Jesse vient de la ville de Lafayette, en Louisiane, mais l’histoire qu’il nous a racontée se déroule tous les jours aux quatre coins du pays : depuis le début du XXIe siècle, la mortalité due au suicide, à l’abus d’alcool et de drogues explose aux États-Unis, contribuant depuis 2014 à un recul historique de l’espérance de vie. Un phénomène d’autant plus troublant qu’il touche avant tout des hommes blancs d’âge moyen, sans diplôme universitaire – historiquement, pas forcément les plus défavorisés –, et ce au moment où l’économie connaît dix années de croissance ininterrompue.
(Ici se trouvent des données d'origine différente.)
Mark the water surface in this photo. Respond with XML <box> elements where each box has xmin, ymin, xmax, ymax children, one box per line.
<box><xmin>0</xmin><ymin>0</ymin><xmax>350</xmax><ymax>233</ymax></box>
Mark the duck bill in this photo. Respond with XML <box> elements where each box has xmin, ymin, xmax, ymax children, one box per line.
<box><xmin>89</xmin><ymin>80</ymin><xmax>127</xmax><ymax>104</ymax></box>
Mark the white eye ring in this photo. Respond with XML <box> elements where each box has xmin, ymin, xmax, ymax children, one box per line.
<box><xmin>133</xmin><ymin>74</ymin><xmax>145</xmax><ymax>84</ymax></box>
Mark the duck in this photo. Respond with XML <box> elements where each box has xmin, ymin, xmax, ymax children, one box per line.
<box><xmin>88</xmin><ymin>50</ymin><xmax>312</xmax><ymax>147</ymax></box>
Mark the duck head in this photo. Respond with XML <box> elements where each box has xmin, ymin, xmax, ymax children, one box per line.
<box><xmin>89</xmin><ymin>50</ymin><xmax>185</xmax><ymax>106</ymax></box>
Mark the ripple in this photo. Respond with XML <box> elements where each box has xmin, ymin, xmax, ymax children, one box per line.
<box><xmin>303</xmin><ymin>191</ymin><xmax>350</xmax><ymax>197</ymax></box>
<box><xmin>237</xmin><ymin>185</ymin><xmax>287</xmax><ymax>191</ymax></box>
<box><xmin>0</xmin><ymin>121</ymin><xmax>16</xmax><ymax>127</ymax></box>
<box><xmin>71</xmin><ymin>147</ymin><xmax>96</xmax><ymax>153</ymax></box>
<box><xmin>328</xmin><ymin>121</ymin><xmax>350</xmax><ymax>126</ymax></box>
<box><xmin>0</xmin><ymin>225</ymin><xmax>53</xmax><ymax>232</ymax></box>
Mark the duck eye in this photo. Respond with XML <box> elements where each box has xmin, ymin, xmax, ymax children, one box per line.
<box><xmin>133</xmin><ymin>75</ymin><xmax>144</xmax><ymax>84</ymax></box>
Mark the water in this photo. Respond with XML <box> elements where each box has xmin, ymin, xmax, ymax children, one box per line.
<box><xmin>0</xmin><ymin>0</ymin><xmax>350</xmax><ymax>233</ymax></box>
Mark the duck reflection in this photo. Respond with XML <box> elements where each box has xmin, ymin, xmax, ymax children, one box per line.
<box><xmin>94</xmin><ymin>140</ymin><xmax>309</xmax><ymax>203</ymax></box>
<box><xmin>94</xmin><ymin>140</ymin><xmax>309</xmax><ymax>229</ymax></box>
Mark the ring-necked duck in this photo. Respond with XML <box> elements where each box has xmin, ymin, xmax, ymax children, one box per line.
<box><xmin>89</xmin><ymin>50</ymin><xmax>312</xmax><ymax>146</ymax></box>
Et si l’Américain moyen semble désormais mourir « par désespoir », comme le proposent les économistes Sir Angus Deaton (lauréat du prix de la Banque de Suède en sciences économiques en mémoire d’Alfred Nobel, le « Nobel d’économie », en 2015) et Anne Case, les premiers à avoir lancé l’alerte, cela n’explique pas de quoi il désespère… Le paradoxe est frappant : les Américains bénéficient d’une santé économique éclatante, avec un PIB annuel de près de 60 000 dollars par habitant et un taux de chômage quasi nul, mais ils sont aussi de plus en plus nombreux à se donner la mort – le tout dans un climat politique délétère, marqué par les ardeurs nationalistes de Donald Trump. D’où vient donc cet étrange mal-être au pays le plus riche du monde ? 

 

“Big Pharma” et la folie des opiacés

Dans l’imaginaire américain, la chaîne des Appalaches représentait autrefois l’épine dorsale de la nation : au fond de ces vallées aux lignes de crêtes embrumées, les pionniers ont façonné une culture à base de musique folk, de liqueur et de dur labeur, dont les mineurs de charbon du XXe siècle étaient les fiers héritiers. Mais la mécanisation des mines et la pauvreté qui a suivi ont largement terni cette image. Et, comme pour enfoncer le clou, ils sont aujourd’hui à l’épicentre de la plus violente épidémie de drogue que le pays ait con­nue : 70 000 Américains morts par overdose en 2017 – soit plus que pendant les guerres d’Irak, d’Afghanistan et du Vietnam confondues –, dont 48 000 par opiacés.

« C’est à cause des entreprises pharmaceutiques ! Vers la fin des années 1990, elles ont lancé une campagne massive pour faire croire que les opiacés n’étaient pas dangereux. Elles ont aussi financé des associations médicales pour que l’on considère la douleur comme un cinquième signe vital et pour que les médecins prescrivent des opiacés pour toutes sortes de douleurs ordinaires… » Dans un restaurant de Roanoke, en Virginie, Beth Macy me livre un argumentaire rodé. Au fil de ses apparitions médiatiques, cette journaliste expérimentée est devenue une héroïne locale pour les habitants des petites villes minières, pris pour cible, selon elle, par les grands groupes comme Purdue Pharma, le fabricant de l’OxyContin. « C’est comme ça que les opiacés se sont retrouvés dans les armoires à pharmacie des Américains, poursuit-elle, et c’est comme ça que les gamins “à risque” – ou pas – sont entrés en contact avec… » Dans un médaillon autour du cou, elle garde sur elle la photo de Tess : une jeune femme anxieuse – Beth précise qu’elle a subi des traumatismes dans l’enfance –, à qui l’on a prescrit deux longues cures d’opiacés pour une simple bronchite. De ce traitement à l’overdose, un itinéraire tristement classique : analgésiques au marché noir, puis héroïne en poudre et, enfin, par intraveineuse.